Dalam jajak pendapat Reuters dari 35 pengamat pasar, semua peserta memperkirakan pemotongan kedua suku bunga. Pemotongan 10 basis poin dalam tingkat satu tahun lebih kecil dari pemotongan 15 basis poin yang diharapkan oleh sebagian besar responden jajak pendapat.
"Mungkin China membatasi ukuran dan ruang lingkup penurunan suku bunga karena mereka khawatir tentang tekanan ke bawah pada yuan," kata Masayuki Kichikawa, kepala strategi makro di Sumitomo Mitsui DS Asset Management.
"Otoritas China peduli dengan stabilitas pasar mata uang," ujarnya.
Sebagian besar pinjaman baru dan terutang di China didasarkan pada LPR satu tahun, sedangkan tingkat lima tahun memengaruhi harga hipotek.
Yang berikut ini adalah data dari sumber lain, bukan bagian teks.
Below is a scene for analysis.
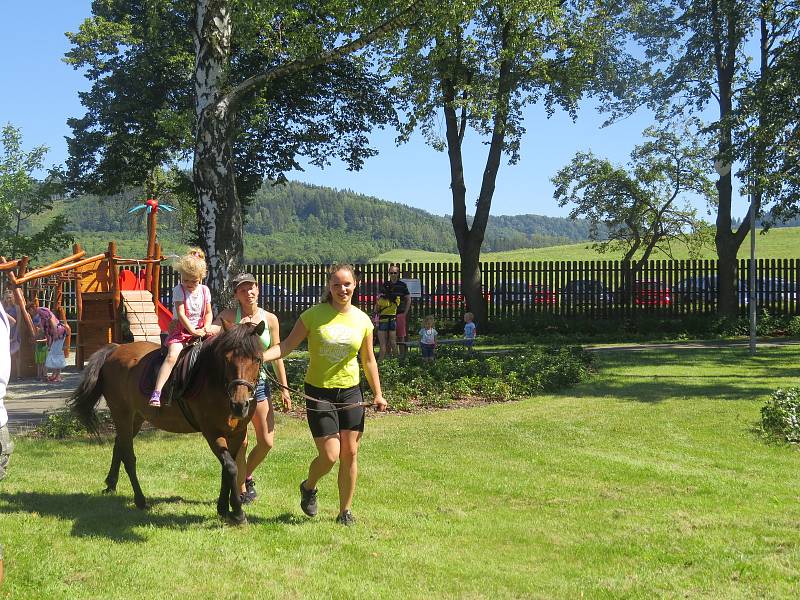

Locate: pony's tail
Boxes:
[67,344,119,433]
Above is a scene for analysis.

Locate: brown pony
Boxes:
[69,322,264,524]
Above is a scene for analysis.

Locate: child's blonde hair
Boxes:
[175,254,207,280]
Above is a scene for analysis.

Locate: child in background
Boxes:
[25,300,69,383]
[33,338,47,381]
[419,315,439,362]
[149,251,212,408]
[464,313,477,352]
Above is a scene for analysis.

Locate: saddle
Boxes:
[139,338,208,406]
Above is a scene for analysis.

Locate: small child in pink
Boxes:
[149,253,213,408]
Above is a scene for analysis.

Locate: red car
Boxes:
[633,281,672,306]
[531,285,558,305]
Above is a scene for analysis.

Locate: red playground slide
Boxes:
[119,269,172,333]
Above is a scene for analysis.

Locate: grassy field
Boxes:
[0,346,800,600]
[372,227,800,262]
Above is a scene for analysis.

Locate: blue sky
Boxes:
[0,0,746,217]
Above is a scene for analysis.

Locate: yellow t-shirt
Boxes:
[300,302,374,388]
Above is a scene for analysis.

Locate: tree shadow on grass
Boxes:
[0,492,239,543]
[571,348,798,403]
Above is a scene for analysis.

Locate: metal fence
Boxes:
[9,259,800,319]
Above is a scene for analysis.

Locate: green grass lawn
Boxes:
[372,227,800,262]
[0,346,800,599]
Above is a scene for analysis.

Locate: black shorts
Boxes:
[305,383,364,438]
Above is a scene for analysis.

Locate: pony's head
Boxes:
[213,321,266,419]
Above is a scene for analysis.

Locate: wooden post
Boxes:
[106,241,122,343]
[148,243,161,310]
[144,204,158,290]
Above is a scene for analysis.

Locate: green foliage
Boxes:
[0,124,72,258]
[553,120,713,260]
[761,387,800,444]
[381,346,592,410]
[284,345,592,412]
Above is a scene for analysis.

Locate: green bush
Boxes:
[36,409,85,439]
[761,387,800,444]
[35,408,113,440]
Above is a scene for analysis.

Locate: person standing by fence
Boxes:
[209,273,292,504]
[264,264,387,526]
[384,263,411,358]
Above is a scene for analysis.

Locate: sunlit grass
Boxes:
[0,347,800,599]
[373,227,800,262]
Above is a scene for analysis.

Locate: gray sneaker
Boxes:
[242,479,258,504]
[300,481,317,517]
[336,510,356,527]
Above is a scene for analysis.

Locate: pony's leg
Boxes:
[115,415,148,510]
[103,435,122,494]
[208,432,247,525]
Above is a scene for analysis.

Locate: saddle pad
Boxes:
[139,344,206,400]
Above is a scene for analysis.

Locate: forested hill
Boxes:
[53,182,588,263]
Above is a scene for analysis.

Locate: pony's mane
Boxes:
[210,323,264,360]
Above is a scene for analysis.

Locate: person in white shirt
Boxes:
[0,304,14,585]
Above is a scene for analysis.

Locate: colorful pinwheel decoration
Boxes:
[128,198,175,215]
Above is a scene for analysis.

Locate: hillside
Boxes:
[29,182,588,263]
[373,227,800,262]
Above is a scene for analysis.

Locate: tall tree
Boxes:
[67,0,421,299]
[614,0,798,314]
[0,124,72,258]
[553,122,713,291]
[386,0,636,322]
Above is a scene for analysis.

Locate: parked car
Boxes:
[561,279,613,306]
[531,284,558,305]
[633,281,672,306]
[492,281,532,306]
[672,275,749,306]
[431,282,464,306]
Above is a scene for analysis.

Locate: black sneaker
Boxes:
[336,510,356,527]
[242,479,258,504]
[300,481,317,517]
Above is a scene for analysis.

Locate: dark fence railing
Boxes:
[162,259,800,319]
[4,259,800,326]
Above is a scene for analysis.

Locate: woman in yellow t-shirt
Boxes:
[264,264,387,525]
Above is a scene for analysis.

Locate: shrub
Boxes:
[36,409,85,439]
[761,387,800,444]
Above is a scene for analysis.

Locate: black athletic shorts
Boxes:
[305,383,364,437]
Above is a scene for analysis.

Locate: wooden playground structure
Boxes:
[0,200,172,378]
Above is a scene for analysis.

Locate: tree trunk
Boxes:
[192,0,239,310]
[441,22,513,325]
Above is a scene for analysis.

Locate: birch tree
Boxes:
[67,0,421,299]
[384,0,635,322]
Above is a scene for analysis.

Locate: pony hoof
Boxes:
[225,514,247,527]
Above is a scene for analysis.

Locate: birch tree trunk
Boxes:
[192,0,244,310]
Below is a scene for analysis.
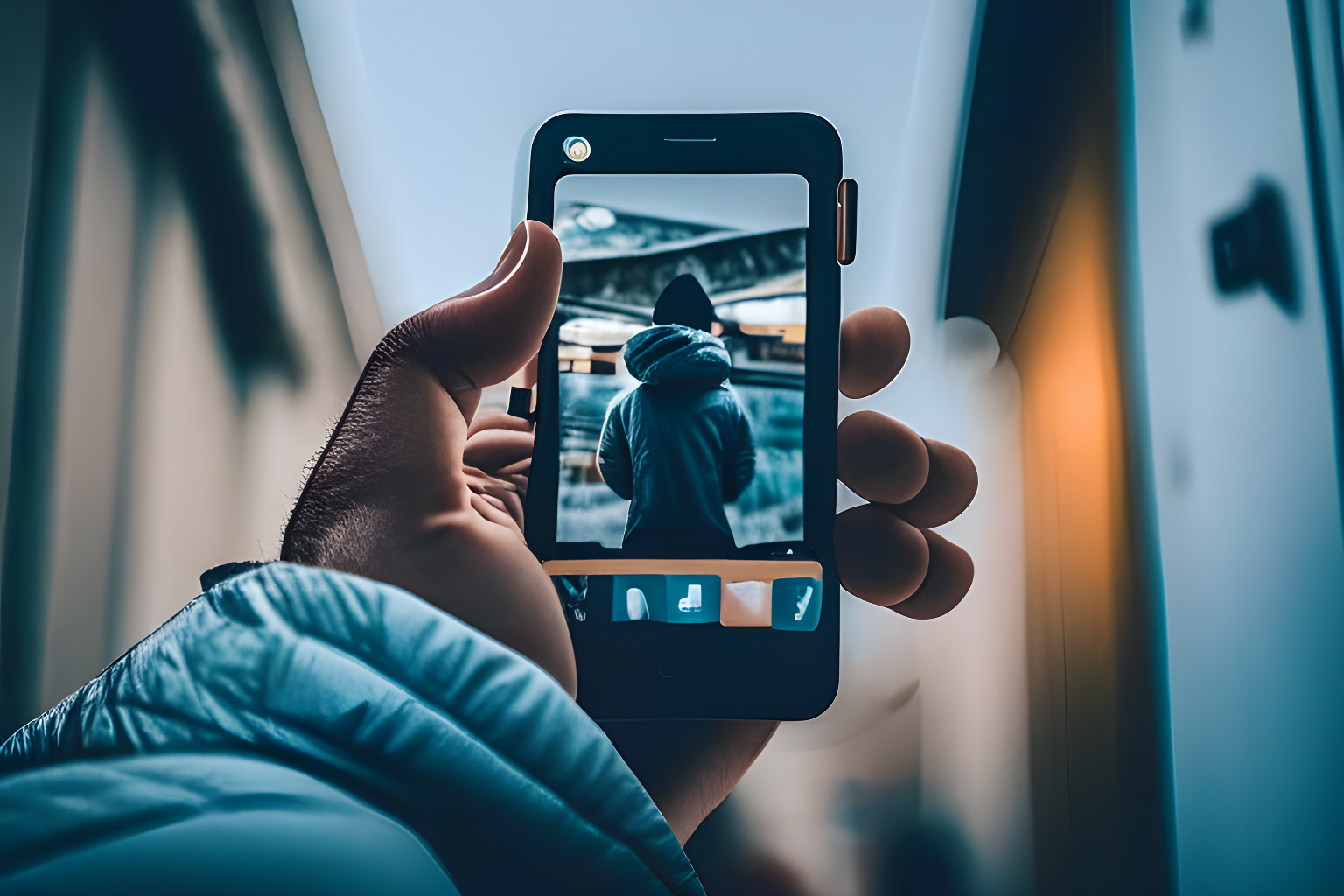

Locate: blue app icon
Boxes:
[612,575,667,622]
[662,575,719,622]
[770,579,821,632]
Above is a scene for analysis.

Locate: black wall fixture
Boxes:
[1209,178,1301,317]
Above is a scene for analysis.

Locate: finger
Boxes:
[840,304,910,397]
[835,504,928,606]
[466,414,532,438]
[836,411,928,504]
[494,457,532,480]
[891,530,976,620]
[462,467,523,528]
[402,220,561,419]
[472,492,523,540]
[892,439,980,529]
[462,430,532,472]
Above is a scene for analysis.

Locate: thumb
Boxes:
[399,220,561,419]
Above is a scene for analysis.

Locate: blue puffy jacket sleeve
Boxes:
[0,563,703,893]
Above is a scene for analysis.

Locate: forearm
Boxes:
[599,718,780,845]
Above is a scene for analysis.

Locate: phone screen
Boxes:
[546,175,822,632]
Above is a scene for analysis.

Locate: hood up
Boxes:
[625,324,732,388]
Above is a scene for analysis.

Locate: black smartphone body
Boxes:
[526,113,852,718]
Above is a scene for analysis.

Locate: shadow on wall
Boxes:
[0,0,376,735]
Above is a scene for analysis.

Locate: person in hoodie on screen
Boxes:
[597,274,755,556]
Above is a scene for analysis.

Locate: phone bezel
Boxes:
[526,113,843,720]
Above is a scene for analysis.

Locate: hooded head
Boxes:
[625,324,732,389]
[653,274,714,333]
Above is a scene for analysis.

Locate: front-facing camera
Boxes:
[564,137,592,161]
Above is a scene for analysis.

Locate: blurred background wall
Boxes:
[0,2,382,732]
[0,0,1344,896]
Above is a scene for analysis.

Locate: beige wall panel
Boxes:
[42,66,136,707]
[118,200,246,648]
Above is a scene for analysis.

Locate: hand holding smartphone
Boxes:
[527,113,853,718]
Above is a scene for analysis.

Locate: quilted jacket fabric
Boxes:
[0,563,703,894]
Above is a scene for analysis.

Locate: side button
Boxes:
[836,178,859,264]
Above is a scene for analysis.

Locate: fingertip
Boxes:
[836,411,928,504]
[840,304,910,397]
[835,504,928,606]
[466,414,532,438]
[892,439,980,529]
[891,530,976,620]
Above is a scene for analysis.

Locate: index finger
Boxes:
[840,304,910,397]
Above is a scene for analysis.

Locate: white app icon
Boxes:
[676,584,700,612]
[625,588,649,620]
[793,584,812,622]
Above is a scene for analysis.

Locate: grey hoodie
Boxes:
[598,326,755,555]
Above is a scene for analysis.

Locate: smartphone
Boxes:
[526,113,853,718]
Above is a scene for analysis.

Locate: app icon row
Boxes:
[612,575,821,632]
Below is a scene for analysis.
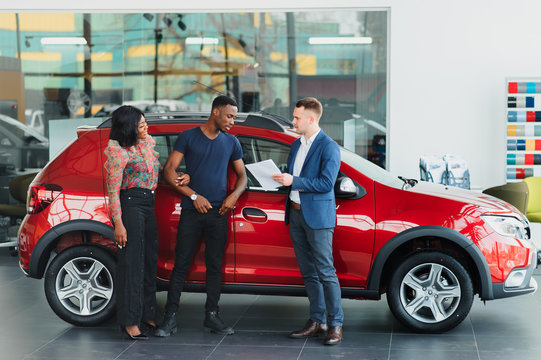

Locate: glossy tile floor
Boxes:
[0,248,541,360]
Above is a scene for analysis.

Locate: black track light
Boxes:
[177,14,186,31]
[156,30,163,44]
[239,35,246,49]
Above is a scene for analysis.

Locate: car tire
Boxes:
[387,251,474,333]
[45,245,116,326]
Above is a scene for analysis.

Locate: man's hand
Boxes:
[218,194,238,215]
[175,172,191,186]
[272,173,293,186]
[115,221,128,249]
[193,194,212,214]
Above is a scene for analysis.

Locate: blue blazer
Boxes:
[285,130,340,229]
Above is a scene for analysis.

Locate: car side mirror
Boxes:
[334,176,366,199]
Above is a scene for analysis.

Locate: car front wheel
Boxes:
[45,245,116,326]
[387,251,473,333]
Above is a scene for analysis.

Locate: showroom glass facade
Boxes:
[0,9,388,201]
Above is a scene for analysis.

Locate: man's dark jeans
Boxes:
[165,207,227,313]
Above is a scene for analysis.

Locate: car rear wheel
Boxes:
[387,252,473,333]
[45,246,116,326]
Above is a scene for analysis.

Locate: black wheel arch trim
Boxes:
[28,220,115,279]
[367,225,494,300]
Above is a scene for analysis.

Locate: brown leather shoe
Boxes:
[289,320,327,339]
[325,326,342,345]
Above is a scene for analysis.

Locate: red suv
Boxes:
[18,113,537,332]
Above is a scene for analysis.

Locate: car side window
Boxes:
[151,134,186,172]
[237,136,290,192]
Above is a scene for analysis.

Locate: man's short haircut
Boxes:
[295,97,323,119]
[109,105,145,148]
[211,95,239,111]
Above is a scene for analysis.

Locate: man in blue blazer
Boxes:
[272,97,344,345]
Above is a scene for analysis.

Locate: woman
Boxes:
[105,105,189,340]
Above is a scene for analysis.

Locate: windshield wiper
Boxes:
[398,176,419,187]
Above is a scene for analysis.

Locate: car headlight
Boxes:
[481,215,528,240]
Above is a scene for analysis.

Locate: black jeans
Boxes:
[116,188,158,326]
[165,207,227,313]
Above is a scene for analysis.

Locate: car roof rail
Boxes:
[98,111,294,132]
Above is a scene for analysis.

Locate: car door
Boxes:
[233,135,303,285]
[233,135,375,289]
[152,133,235,282]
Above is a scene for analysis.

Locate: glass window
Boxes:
[0,9,389,202]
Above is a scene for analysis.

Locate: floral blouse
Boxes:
[104,135,160,221]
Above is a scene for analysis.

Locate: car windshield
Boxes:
[340,146,404,188]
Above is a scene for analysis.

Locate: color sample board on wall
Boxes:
[506,78,541,182]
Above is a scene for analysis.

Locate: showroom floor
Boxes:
[0,248,541,360]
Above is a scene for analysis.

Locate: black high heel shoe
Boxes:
[120,326,148,340]
[139,322,158,337]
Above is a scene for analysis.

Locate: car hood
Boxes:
[409,181,522,217]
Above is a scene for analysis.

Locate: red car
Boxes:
[18,113,537,332]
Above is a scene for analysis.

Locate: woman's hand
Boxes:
[175,172,190,186]
[115,221,128,249]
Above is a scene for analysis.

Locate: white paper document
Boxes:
[246,159,282,190]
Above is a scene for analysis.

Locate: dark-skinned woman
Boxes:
[104,105,189,340]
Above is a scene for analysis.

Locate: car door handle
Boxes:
[242,208,267,222]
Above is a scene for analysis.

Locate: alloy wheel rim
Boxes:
[55,257,113,316]
[400,263,461,323]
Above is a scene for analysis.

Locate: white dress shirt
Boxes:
[289,129,321,204]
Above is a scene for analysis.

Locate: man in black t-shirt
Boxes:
[155,96,247,336]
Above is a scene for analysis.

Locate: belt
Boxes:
[289,201,301,210]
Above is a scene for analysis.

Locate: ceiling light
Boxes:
[186,37,219,45]
[41,37,86,45]
[308,36,372,45]
[177,14,186,31]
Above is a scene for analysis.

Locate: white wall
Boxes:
[10,0,541,188]
[389,0,541,188]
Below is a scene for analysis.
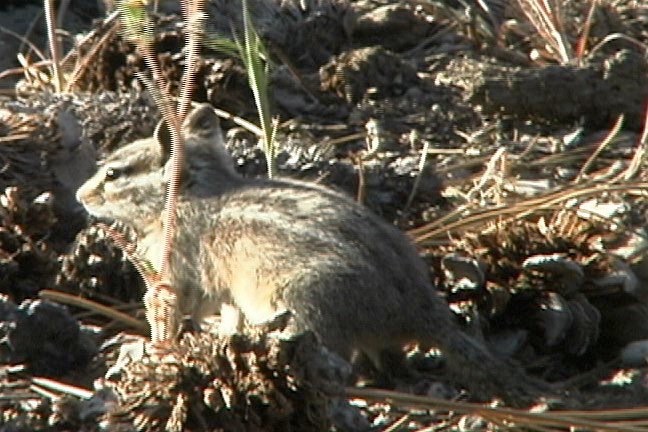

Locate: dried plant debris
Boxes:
[460,50,648,130]
[0,93,156,242]
[442,214,648,380]
[0,187,58,303]
[320,46,419,104]
[0,298,97,377]
[55,226,144,303]
[104,318,350,431]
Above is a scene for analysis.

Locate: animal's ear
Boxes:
[182,104,221,138]
[153,120,173,166]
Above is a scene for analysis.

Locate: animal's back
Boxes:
[175,180,454,356]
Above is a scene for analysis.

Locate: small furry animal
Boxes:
[77,105,539,404]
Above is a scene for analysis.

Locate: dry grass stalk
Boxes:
[346,387,648,432]
[517,0,574,64]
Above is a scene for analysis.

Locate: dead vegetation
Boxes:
[0,0,648,432]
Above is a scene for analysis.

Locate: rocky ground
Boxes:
[0,0,648,432]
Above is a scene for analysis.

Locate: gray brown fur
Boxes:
[77,106,548,402]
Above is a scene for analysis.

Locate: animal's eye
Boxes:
[106,167,124,180]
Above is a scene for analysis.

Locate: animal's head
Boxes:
[76,105,237,224]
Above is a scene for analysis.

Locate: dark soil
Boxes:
[0,0,648,432]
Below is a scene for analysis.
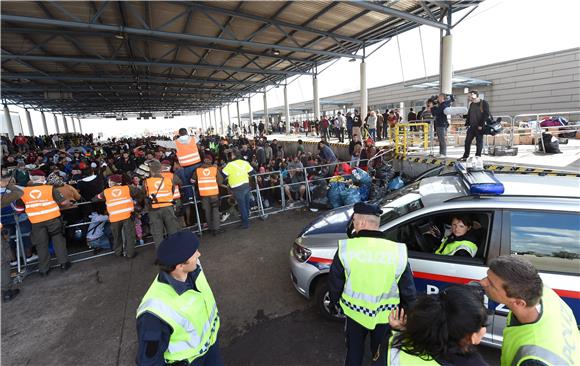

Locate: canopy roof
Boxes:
[1,0,480,117]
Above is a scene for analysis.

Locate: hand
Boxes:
[389,305,407,330]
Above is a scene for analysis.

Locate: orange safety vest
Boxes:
[21,184,60,224]
[195,166,220,197]
[161,172,181,201]
[145,173,173,208]
[175,136,201,168]
[104,186,135,222]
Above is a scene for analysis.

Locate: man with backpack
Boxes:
[459,90,491,160]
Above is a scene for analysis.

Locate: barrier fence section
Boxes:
[2,157,388,282]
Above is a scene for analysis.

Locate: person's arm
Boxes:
[1,183,24,208]
[398,262,417,309]
[328,250,346,308]
[135,313,171,366]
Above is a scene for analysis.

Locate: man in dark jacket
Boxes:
[328,202,417,365]
[460,90,490,160]
[431,93,455,156]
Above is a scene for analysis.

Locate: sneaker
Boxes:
[26,254,38,263]
[220,212,231,222]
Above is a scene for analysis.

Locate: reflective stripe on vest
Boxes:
[104,186,135,222]
[338,237,407,329]
[223,159,252,188]
[501,287,580,366]
[175,137,201,167]
[386,332,440,366]
[145,177,173,208]
[195,166,220,197]
[435,238,477,257]
[137,271,220,363]
[21,184,60,224]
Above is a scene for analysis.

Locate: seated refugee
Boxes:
[429,215,477,258]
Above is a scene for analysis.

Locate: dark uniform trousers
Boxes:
[201,196,220,230]
[149,205,180,248]
[30,217,68,273]
[111,217,136,257]
[344,317,391,366]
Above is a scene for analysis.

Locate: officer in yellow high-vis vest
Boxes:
[481,256,580,366]
[137,230,223,366]
[328,202,416,365]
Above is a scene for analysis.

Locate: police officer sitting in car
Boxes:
[328,202,416,365]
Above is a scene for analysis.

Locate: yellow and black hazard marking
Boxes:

China memotong kedua LPR pada Juni untuk meningkatkan perekonomian.
Onshore yuan melemah di awal perdagangan menjadi 7,3078 per dolar, dibandingkan dengan penutupan sebelumnya di 7,2855. Sementara benchmark Shanghai Composite index dan blue-chip CSI 300 index juga turun.
Yuan telah kehilangan hampir 6 persen terhadap dolar sepanjang tahun ini menjadi salah satu mata uang Asia dengan kinerja terburuk.
Pengurangan LPR satu tahun terjadi setelah People's Bank of China (PBOC) secara tak terduga menurunkan suku bunga kebijakan jangka menengahnya minggu lalu. Tingkat fasilitas pinjaman jangka menengah (MLF) berfungsi sebagai panduan untuk LPR dan dibaca secara luas oleh pasar sebagai pendahulu untuk perubahan tolok ukur pinjaman di masa depan.
Bank sentral China juga telah berjanji untuk menjaga likuiditas cukup dan kebijakannya "tepat dan kuat" untuk mendukung pemulihan ekonomi, di tengah meningkatnya tantangan, menurut laporan implementasi kebijakan moneter kuartal kedua.
Tetapi tenor lima tahun yang stabil membuat banyak pedagang dan analis lengah, dengan beberapa mengharapkan sektor properti yang bermasalah dan meningkatnya risiko gagal bayar di beberapa pengembang akan menyebabkan pemotongan yang lebih dalam pada tolok ukur.